David Burt, Bermuda’s Premier, has declared that Bermuda is “at the end of the beginning” in its fight against COVID-19, with the government deciding not to renew the shelter in place order that expires on May 2.

Kim Wilson, the Minister of Health, said Bermuda’s suppression measures are working, with the island avoiding succumbing to widespread community transmission.

Burt said the decision to end the shelter in place had been taken with scientific advice, and advised people to continue social distancing as far as possible. 

“Social or physical distancing is more than just words,” Burt said. “It is key to our survival and it will have to be our new normal and it will not cannot change for the foreseeable future.”

From May 2 it will no longer be illegal to visit another household, though Burt stressed people should still avoid doing so as far as possible, especially to the homes of vulnerable people. A curfew will remain in place between the hours of 10pm and 6am.

People may not gather in groups of more than ten people, and retail businesses and restaurants will only be permitted to open between the hours of 7am and 9pm, with only curbside service, or home delivery.

However, schools will remain closed and no commercial flights will be available from L F Wade International Airport. All of the businesses that were closed in late March, such as gyms, bars, salons, spas and barbershops, will remain closed.

Burt stressed the speed at which the remaining restrictions are lifted will depend on the path of future COVID-19 transmission, which will depend on Bermudians continuing to maintain a high level of social distancing.

Bermuda has conducted 2,197 COVID-19 tests and has identified 111 cases of the virus in total. Of 636 tests processed in the day leading up to the most recent government briefing, only one new case was identified. 

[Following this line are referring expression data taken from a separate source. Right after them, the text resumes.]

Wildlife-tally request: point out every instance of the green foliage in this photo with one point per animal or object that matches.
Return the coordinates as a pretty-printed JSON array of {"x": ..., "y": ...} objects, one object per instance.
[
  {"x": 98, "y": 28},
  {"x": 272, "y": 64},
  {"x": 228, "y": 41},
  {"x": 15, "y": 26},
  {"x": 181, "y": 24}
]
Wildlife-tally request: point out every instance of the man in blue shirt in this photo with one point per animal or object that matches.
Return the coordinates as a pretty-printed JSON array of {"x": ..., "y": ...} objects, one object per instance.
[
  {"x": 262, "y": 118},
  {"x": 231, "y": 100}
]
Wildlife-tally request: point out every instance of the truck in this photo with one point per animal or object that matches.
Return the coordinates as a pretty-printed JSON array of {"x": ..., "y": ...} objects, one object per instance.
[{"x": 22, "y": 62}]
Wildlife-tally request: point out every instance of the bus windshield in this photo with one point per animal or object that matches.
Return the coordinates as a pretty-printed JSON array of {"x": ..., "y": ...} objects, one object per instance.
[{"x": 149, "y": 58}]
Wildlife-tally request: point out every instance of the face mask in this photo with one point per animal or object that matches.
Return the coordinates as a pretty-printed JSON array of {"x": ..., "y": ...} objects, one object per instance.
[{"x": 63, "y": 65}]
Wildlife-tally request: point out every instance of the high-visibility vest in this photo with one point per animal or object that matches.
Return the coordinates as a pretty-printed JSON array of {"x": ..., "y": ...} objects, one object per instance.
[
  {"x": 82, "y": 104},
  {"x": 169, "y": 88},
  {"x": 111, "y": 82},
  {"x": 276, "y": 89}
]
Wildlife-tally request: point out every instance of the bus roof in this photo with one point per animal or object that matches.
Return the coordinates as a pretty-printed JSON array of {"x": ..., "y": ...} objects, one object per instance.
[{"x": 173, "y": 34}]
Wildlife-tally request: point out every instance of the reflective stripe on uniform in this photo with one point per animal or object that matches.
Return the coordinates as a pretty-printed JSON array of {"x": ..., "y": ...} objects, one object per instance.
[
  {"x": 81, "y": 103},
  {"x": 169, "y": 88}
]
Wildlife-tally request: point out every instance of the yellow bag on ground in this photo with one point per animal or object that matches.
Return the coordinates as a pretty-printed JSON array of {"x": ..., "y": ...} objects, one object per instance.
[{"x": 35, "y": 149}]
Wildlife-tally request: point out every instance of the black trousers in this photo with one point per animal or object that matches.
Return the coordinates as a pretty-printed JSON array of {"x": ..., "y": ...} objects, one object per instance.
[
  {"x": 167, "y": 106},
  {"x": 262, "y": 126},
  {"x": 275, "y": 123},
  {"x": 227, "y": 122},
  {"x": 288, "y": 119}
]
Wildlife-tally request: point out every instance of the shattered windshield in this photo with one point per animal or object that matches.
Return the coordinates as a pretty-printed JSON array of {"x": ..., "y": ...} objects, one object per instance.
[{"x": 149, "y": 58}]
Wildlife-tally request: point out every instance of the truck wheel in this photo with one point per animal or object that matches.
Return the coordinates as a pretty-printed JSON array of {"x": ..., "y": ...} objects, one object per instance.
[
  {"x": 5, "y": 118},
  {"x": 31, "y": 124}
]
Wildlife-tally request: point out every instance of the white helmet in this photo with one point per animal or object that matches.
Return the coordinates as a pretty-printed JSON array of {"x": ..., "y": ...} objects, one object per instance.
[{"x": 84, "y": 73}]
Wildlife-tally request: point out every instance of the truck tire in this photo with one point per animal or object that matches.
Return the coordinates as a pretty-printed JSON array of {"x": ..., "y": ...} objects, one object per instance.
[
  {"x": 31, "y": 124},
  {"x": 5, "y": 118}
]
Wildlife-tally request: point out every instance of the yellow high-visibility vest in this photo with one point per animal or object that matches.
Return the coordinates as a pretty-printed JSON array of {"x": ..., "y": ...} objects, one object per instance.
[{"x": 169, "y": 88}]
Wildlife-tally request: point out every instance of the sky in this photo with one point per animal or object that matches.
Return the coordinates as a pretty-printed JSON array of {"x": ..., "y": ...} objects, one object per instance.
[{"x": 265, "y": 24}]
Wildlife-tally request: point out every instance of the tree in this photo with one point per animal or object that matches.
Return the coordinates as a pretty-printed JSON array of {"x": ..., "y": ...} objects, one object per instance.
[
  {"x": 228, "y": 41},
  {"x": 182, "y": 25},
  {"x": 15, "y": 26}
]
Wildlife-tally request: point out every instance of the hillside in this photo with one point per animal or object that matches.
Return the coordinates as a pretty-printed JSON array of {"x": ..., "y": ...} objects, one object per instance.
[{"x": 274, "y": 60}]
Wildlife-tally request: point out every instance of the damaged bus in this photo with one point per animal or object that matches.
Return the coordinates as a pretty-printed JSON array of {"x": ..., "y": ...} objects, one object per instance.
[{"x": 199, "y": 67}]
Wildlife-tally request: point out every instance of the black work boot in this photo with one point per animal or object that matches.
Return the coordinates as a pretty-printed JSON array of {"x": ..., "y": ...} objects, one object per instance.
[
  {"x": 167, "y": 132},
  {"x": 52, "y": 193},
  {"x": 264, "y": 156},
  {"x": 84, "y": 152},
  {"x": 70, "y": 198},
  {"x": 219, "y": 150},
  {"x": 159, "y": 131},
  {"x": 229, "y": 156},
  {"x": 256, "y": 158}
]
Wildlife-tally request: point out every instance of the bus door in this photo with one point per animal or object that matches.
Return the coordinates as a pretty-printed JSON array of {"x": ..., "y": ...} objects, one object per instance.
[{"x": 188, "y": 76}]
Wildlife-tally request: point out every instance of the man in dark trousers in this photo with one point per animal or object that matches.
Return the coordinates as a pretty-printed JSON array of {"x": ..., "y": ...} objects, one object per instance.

Included in the figures, Bermuda has tested 118 care home residents and 149 staff members from five different care homes. Of these, 226 have come back negative and 41 positive, with 22 cases from care homes representing asymptomatic individuals.

Wilson said she was confident that Bermuda’s “status remains at ‘local transmission’, with clusters of cases.” 

Wilson emphasised the importance of tracking contagion, noting Bermuda has steadily increased its capacity for contact tracing by recruiting staff from other areas in government to assist these efforts. Bermuda now has six groups of five contact tracers tracking the spread of the virus. The government will oversee the training of additional essential workers in contact tracing, Wilson said.